Metropolitan Hilarion of Volokolamsk, who in some sense is the number two in the Moscow patriarchy, was surprisingly conciliatory in recent ecumenical meetings with other branches of the Orthodox church, where the big topic is Ukrainian orthodoxy’s break with Moscow. Of the Orthodox Church of Ukraine, Hilarion said on Russian TV, “I don’t think we should consider them enemies.” Efi Efthimiou speculated Friday in the Orthodox Times that Hilarion is positioning himself as something of an alternative to Kirill’s support for the war. Perhaps Kirill’s expression of sympathy for the Ukrainian Orthodox Church today is a sign of further political maneuvering within the Moscow patriarchy.
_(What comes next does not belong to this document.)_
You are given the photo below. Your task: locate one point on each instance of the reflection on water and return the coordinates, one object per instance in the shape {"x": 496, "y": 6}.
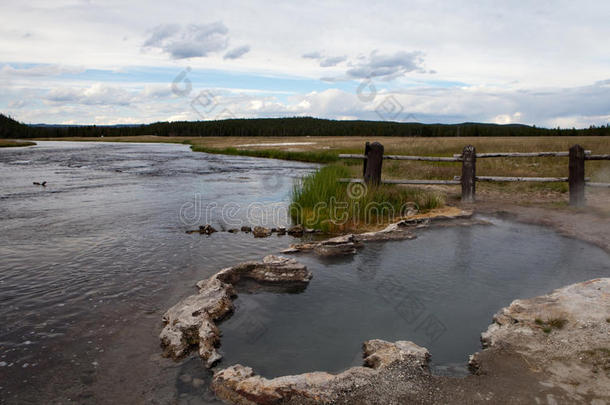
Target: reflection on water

Although these religious matters may seem unimportant to non-Christians, they are a big deal in Ukraine. Ukrainians are more religious than Russians and most other Europeans. To give some context, the Razumkov Centre’s 2021 survey found that:
- 23% of Ukrainians identified with the Ukrainian Greek Catholic Church, which is part of Roman Catholicism and has never been part of the Moscow patriarchate. This church is mostly in the west of Ukraine.
- 22% identified with the Orthodox Church of Ukraine (OCU), reestablished in 1990 as being independent from Moscow. Its 2019 recognition by Patriarch Bartholomew of Constantinople angered the Moscow patriarchy.
- 21% identified with the Ukrainian Orthodox Church (UOC), which broke away from the Moscow patriarchy this week, after many of its parishes had already defected from it.
- 7% said “simply Orthodox”.
- 7% said “simply Christian”.
- 5% said “I do not belong to any religion”.
This week’s breakaway from Moscow by the UOC means that effectively Kirill has ceded control over the faithful in Ukraine, except for areas occupied by the Russian army. One cannot help but hope that faithful Christians within the Russian Orthodox Church can discourage Kirill from further cheerleading of Putin, and help put an end to Russia’s war in Ukraine.